Si pertenecemos al tiempo de la representación total, mediante la que todas las imágenes del planeta se reflejan en una pantalla única, también por primera vez, y en una paulatina igualdad de condiciones, asistiremos a la confluencia de tradiciones culturales hasta ahora excluidas u oscurecidas entre sí. De ser así, como sería de desear, la riqueza de la lectura producirá una relativización de cualquier tipo de identidad. Los momentos fundacionales, sobre los que tanto se han apoyado los cánones de lectura, quedarán asimismo en entredicho.

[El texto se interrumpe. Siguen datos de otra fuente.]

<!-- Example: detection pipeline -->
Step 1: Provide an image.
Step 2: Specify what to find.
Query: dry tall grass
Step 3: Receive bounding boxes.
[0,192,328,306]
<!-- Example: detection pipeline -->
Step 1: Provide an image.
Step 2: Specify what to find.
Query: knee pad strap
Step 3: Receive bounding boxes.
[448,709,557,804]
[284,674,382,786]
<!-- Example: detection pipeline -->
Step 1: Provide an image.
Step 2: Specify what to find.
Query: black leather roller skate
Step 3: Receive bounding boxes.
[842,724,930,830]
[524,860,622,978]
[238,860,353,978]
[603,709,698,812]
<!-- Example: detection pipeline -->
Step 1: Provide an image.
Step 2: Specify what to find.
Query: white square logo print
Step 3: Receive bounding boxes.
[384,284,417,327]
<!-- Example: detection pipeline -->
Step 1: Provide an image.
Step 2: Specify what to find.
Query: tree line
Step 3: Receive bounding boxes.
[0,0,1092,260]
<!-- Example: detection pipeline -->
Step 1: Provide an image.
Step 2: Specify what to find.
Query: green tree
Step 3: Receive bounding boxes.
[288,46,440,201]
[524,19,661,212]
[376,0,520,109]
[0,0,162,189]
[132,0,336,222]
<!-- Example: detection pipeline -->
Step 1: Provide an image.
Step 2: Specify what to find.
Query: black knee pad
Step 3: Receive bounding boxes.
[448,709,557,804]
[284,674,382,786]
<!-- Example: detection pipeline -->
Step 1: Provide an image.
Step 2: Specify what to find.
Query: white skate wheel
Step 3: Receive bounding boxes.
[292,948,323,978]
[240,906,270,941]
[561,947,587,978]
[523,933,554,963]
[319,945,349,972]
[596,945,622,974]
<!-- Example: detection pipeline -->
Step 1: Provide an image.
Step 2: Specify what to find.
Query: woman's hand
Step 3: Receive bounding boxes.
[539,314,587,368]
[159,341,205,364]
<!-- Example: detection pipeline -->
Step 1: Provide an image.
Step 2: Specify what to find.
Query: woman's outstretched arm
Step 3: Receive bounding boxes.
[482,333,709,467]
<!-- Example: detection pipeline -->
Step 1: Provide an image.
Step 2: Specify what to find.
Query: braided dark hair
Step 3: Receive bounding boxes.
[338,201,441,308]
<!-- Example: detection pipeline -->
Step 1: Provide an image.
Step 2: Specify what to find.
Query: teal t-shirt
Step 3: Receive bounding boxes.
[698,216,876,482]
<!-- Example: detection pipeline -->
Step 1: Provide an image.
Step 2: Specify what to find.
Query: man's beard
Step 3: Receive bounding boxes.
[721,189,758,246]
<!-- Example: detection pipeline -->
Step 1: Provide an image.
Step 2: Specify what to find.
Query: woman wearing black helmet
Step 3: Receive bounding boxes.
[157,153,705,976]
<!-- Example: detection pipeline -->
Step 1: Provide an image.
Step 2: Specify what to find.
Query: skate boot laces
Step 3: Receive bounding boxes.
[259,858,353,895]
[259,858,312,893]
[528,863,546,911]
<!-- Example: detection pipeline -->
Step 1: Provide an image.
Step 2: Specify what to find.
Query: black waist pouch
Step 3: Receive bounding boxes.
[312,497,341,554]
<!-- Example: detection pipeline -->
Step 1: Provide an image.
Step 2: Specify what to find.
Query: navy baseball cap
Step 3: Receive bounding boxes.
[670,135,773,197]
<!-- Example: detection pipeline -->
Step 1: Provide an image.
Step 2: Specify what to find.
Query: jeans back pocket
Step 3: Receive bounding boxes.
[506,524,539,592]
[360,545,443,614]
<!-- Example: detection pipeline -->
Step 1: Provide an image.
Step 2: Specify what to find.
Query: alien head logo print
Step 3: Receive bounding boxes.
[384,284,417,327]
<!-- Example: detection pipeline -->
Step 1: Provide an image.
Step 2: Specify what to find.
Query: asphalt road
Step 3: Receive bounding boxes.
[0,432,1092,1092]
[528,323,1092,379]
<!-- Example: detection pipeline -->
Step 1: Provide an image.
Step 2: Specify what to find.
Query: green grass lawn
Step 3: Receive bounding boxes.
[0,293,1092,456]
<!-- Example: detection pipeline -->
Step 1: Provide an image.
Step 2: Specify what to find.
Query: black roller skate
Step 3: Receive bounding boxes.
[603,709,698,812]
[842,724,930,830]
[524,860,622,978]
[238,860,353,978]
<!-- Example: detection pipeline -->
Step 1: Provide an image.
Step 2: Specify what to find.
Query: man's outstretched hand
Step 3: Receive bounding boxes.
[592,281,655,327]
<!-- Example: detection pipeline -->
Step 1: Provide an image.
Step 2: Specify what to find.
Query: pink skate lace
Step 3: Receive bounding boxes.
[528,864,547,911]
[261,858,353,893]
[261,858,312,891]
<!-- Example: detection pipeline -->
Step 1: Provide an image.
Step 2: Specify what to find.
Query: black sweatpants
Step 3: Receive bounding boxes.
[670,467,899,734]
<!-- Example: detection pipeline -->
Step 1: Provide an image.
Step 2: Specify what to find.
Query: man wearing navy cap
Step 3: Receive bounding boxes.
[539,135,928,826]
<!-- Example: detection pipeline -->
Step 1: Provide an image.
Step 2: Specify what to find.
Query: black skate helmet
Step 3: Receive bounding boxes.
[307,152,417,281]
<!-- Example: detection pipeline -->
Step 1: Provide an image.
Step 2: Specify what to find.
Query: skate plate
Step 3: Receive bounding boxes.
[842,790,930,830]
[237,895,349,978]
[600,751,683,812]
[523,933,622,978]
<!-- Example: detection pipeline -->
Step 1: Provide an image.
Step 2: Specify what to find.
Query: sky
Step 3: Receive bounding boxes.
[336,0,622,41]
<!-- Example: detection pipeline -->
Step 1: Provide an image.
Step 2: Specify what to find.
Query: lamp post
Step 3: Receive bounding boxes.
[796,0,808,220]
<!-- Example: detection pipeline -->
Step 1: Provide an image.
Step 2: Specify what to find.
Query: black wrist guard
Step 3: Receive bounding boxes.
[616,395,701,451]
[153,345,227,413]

Cuando las culturas que, a falta de mayor rigor, hemos llamado "orientales" -y que en nuestros manuales de filosofía o de arte continuamos llamando así- vuelquen sobre el escenario palabras paralizadas por siglos de decadencia, cambiará el significado de nuestras identidades y de nuestros momentos fundacionales. También en este aspecto, el vira e del siglo XX ha sido innovador: en sus inicios, los textos "orientales" eran editados por las universidades europeas, mientras que ahora las universidades de la India, China, Japón o los países islámicos publican ediciones rigurosas de sus fondos filosóficos y literarios. Pronto, para nuestra admiración, las tragedias griegas vivirán juntamente con los Upanisads, y quizá dentro de unas décadas los lectores pasen con extrema facilidad de unas a otros.

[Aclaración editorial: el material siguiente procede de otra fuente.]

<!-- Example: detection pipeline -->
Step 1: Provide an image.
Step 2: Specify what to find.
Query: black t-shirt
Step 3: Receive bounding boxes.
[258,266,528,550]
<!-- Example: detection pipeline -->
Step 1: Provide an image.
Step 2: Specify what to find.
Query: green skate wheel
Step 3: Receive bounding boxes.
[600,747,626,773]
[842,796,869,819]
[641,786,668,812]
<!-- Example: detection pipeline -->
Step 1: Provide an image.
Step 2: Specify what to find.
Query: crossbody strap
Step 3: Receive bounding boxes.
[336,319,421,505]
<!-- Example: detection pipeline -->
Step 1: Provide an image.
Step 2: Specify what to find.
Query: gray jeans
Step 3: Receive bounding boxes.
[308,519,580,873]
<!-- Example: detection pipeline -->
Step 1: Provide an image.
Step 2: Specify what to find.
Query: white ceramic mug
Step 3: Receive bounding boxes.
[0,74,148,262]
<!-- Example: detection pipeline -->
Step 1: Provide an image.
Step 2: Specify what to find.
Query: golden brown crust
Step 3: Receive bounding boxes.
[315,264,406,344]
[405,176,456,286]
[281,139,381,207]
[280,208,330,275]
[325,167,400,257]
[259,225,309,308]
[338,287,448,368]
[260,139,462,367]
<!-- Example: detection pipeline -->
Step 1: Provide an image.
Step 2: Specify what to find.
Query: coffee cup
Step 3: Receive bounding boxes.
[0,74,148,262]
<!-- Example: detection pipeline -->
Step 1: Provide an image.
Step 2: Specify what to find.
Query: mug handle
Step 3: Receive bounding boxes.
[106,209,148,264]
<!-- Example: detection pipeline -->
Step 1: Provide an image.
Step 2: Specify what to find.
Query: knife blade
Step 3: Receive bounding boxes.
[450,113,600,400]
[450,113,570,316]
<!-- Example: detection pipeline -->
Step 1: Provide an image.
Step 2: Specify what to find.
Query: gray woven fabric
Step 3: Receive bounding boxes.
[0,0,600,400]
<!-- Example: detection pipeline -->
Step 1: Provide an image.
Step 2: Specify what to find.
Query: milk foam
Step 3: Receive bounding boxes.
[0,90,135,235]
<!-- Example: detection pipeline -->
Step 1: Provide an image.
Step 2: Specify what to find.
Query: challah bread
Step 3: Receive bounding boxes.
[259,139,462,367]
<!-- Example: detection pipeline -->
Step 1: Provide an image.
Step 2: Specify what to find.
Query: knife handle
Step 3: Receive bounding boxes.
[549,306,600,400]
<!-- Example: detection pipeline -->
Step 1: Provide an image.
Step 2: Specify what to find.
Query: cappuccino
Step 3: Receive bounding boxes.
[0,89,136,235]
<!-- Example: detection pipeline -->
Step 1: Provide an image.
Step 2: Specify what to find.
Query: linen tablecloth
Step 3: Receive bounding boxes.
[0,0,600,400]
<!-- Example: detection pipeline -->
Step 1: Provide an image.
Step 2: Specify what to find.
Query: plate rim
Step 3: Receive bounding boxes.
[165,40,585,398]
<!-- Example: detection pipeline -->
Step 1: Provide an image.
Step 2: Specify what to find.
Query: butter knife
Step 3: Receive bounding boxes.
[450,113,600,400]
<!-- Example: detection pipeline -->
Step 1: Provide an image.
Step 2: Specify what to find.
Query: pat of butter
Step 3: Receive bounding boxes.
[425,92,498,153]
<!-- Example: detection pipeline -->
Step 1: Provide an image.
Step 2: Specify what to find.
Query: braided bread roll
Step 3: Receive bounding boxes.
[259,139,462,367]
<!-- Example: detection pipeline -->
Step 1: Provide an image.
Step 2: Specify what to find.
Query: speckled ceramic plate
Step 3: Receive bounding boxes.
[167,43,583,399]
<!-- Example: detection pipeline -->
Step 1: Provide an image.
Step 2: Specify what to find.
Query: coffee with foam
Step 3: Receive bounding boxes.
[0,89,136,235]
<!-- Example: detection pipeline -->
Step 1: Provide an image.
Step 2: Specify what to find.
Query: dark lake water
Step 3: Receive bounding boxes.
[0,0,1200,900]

Estas inminentes encrucijadas, al concernir al futuro, concernirán al pasado, modificando las imágenes de nuestras historias colectivas y de nuestras creencias. No podremos seguir explicándonos a nosotros mismos como cuando poseíamos los cánones de lectura anticuados, y deberemos sumergirnos en un remolino de visiones desconcertantes y fecundas, en el que se demostrará, como si fuéramos Edipo, que vivimos nuestra civilización entre las falsas identidades consagradas y la revelación de nuestras dislocaciones culturales. El futuro híbrido nos revelará un pasado igualmente híbrido: los orientes aflorarán a cada momento de lo que hemos llamado occidente (en la "polémica de Humanidades", dicho sea de paso, se ha entablado una guerra de identidades, en lugar de apostar por una desarticulación autocrítica de las mismas como único camino de acceso a la pluralidad del presente).

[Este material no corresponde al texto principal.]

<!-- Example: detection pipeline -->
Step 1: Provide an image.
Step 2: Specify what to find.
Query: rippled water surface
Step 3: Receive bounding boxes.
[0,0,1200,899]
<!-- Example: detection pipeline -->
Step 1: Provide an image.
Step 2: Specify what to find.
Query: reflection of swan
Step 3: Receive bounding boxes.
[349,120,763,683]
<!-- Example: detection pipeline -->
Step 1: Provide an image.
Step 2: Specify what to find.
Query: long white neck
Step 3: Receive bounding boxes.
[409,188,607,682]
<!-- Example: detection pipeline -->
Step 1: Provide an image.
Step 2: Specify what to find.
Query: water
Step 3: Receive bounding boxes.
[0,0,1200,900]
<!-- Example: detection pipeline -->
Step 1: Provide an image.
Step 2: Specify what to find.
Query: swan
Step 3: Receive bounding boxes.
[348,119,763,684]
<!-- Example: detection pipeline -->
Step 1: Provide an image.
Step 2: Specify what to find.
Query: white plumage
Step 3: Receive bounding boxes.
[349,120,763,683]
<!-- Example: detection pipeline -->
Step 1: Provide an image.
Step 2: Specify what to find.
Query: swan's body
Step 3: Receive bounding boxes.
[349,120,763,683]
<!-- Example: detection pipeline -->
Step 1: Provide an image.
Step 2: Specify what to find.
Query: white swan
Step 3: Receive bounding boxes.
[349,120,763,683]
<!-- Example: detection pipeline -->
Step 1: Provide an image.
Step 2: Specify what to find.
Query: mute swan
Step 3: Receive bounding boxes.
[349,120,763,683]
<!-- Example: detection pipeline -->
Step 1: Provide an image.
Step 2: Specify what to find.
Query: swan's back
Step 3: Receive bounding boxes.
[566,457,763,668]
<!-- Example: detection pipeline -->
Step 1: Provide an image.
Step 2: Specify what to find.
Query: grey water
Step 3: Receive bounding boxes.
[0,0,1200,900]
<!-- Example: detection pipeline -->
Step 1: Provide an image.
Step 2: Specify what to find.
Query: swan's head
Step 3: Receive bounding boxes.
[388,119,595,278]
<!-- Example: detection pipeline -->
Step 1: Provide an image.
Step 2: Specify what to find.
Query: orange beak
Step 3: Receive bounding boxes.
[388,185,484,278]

La nueva lectura del mundo que, entre indiscutibles desastres, nos ha liberado el siglo XX puede ser menos desconcertante de lo que ahora nos parece si somos capaces de leer, más libremente y más pluralmente, también menos arrogantemente, nuestro pasado. Además, con toda probabilidad, esto alejará los cantos lastimeros y los sones fúnebres ("muerte del arte", "muerte de la filosofia", "muerte de la historia" y otras muertes) no sólo porque rememoraremos otras tantas resurrecciones, sino, de un modo muy especial, por la excitación propia del lector al cambiar de página.